Когда победитель боя, увенчанный пальмовой ветвью, гордо стоял в центре арены, а со всех сторон к нему неслись восторженные крики толпы, какой честолюбец устоит перед искушением завоевать такую же громкую славу? За два дня до выступлений устраивался парад участников игр. Их энтузиазм и эффектная наружность вызывали желание последовать их примеру, как рассказывал Лукиан: «Следующим утром, проходя по площади, он увидел шествие, состоящее, по его словам, из видных юношей благородной осанки. На самом деле это были нанятые за плату гладиаторы, которые через два дня выступали во время представления» (Токсарис, или Дружба, 59/Гармон).

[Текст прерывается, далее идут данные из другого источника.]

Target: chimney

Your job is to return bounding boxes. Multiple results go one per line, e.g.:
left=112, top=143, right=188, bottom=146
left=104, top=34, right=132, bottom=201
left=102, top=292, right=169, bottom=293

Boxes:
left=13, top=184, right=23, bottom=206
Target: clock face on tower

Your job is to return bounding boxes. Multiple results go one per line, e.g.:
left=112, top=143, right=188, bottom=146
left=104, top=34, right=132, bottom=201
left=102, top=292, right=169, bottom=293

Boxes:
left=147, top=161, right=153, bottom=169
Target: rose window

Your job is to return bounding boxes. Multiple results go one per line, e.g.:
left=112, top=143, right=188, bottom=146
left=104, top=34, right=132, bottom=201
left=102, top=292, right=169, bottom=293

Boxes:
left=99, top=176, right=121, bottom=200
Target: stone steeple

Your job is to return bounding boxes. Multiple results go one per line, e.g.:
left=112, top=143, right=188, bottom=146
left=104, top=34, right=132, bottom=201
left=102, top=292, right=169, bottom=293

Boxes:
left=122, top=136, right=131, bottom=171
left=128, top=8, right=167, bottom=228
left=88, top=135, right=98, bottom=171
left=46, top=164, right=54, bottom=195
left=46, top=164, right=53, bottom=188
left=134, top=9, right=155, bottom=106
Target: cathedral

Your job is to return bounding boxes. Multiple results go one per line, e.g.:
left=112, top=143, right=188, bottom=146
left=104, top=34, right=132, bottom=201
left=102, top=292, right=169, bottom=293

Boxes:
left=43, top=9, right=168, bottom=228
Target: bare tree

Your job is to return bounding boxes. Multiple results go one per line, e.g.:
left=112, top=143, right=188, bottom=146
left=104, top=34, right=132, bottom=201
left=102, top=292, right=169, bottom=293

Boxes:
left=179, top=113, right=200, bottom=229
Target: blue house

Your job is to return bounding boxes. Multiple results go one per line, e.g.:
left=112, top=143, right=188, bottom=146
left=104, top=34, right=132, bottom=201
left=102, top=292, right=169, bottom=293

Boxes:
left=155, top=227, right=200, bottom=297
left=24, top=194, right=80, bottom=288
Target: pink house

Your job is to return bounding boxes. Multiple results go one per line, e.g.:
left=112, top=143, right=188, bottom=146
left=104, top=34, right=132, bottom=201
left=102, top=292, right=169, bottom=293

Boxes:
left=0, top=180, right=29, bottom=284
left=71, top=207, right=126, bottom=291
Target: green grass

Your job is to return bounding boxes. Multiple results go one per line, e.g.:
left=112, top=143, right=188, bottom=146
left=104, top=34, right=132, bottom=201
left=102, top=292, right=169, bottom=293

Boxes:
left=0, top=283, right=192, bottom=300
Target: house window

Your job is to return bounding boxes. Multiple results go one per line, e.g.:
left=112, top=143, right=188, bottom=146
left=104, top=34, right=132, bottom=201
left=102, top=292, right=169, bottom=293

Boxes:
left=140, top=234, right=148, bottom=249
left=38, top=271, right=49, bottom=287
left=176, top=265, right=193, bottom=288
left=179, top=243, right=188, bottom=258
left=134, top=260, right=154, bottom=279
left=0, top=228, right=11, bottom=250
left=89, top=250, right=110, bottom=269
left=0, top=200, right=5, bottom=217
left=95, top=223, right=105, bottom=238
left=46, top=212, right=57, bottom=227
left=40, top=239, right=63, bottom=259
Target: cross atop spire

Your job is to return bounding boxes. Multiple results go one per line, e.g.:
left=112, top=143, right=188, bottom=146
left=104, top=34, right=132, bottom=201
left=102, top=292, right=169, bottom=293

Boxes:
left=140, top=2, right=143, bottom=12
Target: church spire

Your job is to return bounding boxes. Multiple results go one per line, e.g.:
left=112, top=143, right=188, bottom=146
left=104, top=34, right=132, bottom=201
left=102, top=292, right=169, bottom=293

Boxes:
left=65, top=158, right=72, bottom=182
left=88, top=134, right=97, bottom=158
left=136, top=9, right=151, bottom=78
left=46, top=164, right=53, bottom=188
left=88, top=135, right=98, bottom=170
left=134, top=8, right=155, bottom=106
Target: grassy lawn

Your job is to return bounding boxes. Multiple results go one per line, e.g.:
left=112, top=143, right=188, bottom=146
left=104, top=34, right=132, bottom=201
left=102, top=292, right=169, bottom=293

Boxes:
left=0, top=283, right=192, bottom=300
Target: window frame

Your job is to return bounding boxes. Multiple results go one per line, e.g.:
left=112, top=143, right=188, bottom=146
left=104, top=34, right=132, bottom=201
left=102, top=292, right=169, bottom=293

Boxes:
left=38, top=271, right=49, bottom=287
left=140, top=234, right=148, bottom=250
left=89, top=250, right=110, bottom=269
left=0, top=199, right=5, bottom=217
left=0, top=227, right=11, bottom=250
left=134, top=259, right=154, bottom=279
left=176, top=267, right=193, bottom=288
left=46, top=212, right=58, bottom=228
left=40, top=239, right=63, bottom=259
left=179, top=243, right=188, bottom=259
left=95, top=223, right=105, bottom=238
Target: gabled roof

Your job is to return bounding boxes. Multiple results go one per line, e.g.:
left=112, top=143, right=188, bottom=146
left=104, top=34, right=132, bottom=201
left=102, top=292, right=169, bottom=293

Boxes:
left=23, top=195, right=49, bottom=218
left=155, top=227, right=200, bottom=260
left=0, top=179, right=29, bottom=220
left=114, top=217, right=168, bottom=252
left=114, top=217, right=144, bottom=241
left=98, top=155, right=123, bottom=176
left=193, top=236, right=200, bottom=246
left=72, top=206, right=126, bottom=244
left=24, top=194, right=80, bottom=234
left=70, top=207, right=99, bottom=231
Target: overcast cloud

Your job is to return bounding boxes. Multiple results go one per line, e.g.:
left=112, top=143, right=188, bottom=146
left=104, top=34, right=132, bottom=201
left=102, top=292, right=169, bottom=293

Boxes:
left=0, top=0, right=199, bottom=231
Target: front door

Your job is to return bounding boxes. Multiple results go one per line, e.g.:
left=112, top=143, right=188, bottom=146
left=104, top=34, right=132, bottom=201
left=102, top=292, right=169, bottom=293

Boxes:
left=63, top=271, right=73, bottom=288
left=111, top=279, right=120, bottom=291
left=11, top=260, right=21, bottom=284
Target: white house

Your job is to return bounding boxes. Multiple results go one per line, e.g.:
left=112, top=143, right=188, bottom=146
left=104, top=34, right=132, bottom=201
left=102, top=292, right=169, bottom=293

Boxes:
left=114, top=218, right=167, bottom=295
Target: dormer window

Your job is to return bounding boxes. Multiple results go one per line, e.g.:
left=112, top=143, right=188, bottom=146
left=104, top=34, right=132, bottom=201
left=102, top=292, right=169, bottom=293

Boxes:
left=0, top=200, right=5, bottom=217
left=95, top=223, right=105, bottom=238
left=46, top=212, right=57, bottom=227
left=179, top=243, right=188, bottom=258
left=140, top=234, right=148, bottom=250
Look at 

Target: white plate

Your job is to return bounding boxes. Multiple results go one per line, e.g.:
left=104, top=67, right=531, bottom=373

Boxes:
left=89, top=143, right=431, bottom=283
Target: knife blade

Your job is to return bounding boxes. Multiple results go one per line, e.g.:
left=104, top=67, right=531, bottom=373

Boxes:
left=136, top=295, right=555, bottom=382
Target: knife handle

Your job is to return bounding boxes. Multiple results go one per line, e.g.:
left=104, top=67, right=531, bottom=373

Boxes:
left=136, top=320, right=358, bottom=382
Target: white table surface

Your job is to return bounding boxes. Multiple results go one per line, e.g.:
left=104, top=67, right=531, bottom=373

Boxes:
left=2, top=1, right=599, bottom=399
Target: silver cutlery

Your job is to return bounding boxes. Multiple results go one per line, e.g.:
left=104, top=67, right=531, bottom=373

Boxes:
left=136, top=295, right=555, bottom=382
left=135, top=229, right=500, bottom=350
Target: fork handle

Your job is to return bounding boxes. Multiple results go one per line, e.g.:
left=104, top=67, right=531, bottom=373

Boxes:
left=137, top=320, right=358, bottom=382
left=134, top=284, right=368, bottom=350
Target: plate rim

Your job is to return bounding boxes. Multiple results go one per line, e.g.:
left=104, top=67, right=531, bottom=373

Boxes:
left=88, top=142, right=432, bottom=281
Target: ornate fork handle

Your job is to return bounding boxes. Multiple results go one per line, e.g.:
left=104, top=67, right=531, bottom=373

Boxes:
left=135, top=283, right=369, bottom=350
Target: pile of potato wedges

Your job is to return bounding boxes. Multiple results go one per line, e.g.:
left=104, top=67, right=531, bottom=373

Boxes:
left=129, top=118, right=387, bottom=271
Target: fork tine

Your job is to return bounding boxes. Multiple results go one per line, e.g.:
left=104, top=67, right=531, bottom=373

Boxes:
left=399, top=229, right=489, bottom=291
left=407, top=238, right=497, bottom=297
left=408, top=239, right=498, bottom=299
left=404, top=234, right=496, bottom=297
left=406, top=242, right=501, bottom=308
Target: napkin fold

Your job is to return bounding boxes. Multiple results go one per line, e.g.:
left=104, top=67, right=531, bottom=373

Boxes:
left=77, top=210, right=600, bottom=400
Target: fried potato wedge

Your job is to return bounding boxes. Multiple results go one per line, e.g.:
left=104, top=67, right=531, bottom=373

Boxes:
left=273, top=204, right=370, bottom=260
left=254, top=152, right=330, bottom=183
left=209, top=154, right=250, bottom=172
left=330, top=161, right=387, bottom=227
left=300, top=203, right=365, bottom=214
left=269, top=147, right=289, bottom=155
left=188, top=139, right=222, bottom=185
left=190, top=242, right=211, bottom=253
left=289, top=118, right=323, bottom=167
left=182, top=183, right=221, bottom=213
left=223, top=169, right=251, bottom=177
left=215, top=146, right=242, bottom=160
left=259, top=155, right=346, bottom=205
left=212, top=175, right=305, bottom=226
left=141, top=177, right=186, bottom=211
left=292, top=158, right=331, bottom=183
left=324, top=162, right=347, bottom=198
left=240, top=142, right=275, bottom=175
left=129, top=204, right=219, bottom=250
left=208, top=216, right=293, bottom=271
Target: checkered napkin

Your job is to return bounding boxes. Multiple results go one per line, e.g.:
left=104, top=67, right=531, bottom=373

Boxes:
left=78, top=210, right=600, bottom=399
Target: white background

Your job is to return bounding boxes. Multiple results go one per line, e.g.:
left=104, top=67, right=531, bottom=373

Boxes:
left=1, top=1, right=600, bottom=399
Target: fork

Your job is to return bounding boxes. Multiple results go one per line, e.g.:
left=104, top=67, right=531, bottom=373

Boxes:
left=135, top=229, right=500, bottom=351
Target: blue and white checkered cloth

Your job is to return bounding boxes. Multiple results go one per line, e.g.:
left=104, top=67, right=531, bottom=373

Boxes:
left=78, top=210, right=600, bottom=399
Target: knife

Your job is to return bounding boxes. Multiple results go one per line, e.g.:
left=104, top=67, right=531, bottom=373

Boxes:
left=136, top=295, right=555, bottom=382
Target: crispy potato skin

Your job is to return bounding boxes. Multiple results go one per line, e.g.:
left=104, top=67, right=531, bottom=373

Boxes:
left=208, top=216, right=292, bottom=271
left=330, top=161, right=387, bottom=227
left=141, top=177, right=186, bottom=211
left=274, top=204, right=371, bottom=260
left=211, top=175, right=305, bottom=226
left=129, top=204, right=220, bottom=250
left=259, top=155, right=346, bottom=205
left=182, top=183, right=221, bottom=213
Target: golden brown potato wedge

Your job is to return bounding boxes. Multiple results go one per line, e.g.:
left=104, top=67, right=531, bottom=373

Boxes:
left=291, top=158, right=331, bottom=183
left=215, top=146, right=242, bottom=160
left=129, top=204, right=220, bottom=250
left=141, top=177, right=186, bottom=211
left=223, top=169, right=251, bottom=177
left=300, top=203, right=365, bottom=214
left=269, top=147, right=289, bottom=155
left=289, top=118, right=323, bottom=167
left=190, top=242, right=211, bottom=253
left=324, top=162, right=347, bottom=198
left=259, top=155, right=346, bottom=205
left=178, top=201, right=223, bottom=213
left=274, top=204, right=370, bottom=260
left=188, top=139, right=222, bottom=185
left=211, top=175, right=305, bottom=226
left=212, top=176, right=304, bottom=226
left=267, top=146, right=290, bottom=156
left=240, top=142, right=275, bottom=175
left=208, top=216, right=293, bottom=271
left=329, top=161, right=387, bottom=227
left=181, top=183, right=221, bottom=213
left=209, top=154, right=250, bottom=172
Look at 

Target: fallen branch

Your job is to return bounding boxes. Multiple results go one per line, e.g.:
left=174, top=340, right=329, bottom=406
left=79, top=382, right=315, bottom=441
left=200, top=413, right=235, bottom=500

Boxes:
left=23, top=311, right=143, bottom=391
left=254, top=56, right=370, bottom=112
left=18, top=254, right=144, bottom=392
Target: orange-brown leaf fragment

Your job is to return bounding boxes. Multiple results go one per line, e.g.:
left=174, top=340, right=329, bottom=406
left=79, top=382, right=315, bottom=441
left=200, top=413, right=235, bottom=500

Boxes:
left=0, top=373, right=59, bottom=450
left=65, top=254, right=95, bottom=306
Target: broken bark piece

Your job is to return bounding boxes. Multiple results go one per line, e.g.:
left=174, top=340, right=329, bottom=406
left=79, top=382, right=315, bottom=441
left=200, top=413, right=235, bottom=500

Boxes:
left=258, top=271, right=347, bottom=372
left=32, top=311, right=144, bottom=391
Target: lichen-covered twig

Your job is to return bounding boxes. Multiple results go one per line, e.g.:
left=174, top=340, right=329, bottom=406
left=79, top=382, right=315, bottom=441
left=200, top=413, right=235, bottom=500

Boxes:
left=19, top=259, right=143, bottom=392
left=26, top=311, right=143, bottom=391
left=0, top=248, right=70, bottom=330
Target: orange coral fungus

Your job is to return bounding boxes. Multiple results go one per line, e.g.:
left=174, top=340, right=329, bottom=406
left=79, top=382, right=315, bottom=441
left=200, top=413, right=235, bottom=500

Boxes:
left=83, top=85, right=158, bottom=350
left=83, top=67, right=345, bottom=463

Один из двух друзей решил заработать таким способом деньги и заключил договор с ланистой. Хотя в жизни такое вряд ли случалось – гладиаторов довольно серьезно обучали драться, а не брали с улицы, – вид проходящих маршем рослых и видных юношей, безусловно, вызывал зависть молодых людей. На следующий после шествия день бойцы возлежали на ложах – а не сидели на обычных стульях за столом – и вместе вкушали церемониальный ужин cena libera, т. е. они могли есть все, что пожелают, нарушая специальную диету, которую они соблюдали во время тренировок. Весь этот день, который заканчивался роскошным пиршеством, они освобождались от тренировок и каких-либо запретов. Но не все гладиаторы настолько равнодушно относились к опасностям, ожидавшим их уже через несколько часов, чтобы беспечно наслаждаться отдыхом; большинство думало о своих семьях и имуществе: «Даже среди гладиаторов я замечаю, что те, кто еще не совсем оскотинился, а именно греки, перед тем как выйти на арену, хотя перед ними стоят роскошные блюда, предпочитают не услаждать свой желудок, а поручают своих женщин заботам друзей или дают свободу своим рабам» (Плутарх. Обычаи. Приятная жизнь невозможна, 1099В).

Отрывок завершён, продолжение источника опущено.